From an application point of view, this limitation of the transfer efficiency has clear importance. Thus, for a given (laser) pulse duration there is an optimal pulse energy and respectively an optimal number of pulses (in correlation with the laser frequency) for an optimal transfer efficiency, after which the efficiency of the injected energy will start decreasing. In other words, the transfer efficiency will increase with the total number of pulses and their energy, but, after a certain point, supplementary injected energy influence becomes neglectable or even starts diminishing the global efficiency of the transferred kinetic energy.

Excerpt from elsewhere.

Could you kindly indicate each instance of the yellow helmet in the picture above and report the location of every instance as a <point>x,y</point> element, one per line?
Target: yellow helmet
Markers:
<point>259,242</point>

In conclusion, we could summarize that our experimental studies on an inertial pendulum with Ti targets combined with the theoretical simulations based on heat and photon energy transfer and respectively photon reflection have shown a kinetic energy transfer efficiency optimal value for beam power densities about 500 times larger than the ablation threshold values, corresponding in our case to an optimal pulse duration of tens to hundreds of ps. Consequently, the optimal pulse energy for a given pulse duration and beam diameter is the energy providing a power density on the target that is 500 times higher than the ablation threshold. For the case of multi-pulse regimes, as a more effective approach than laser-thrust applications, there is a more efficient transfer from lower repetition rate train pulses than from higher rates. Increasing the train energy is in principle increasing transfer efficiency but within a limited variation range, while the optimal number of pulses per train depends proportionally on the repetition rate and inverse proportionally on the beam power density (and respectively pulse energy). The proportionality constant depends on the target material and other beam parameters. In our experimental case of the Ti target, 7 ps IR laser pulse duration, $\unicode{x3bc}\mathrm{J}$ energies per pulse and repetition rates of hundreds of MHz, the optimal number of pulses is in the range of tens to few hundreds of thousands of pulses per train, while the maximal transfer efficiency could reach values of about 0.0015%.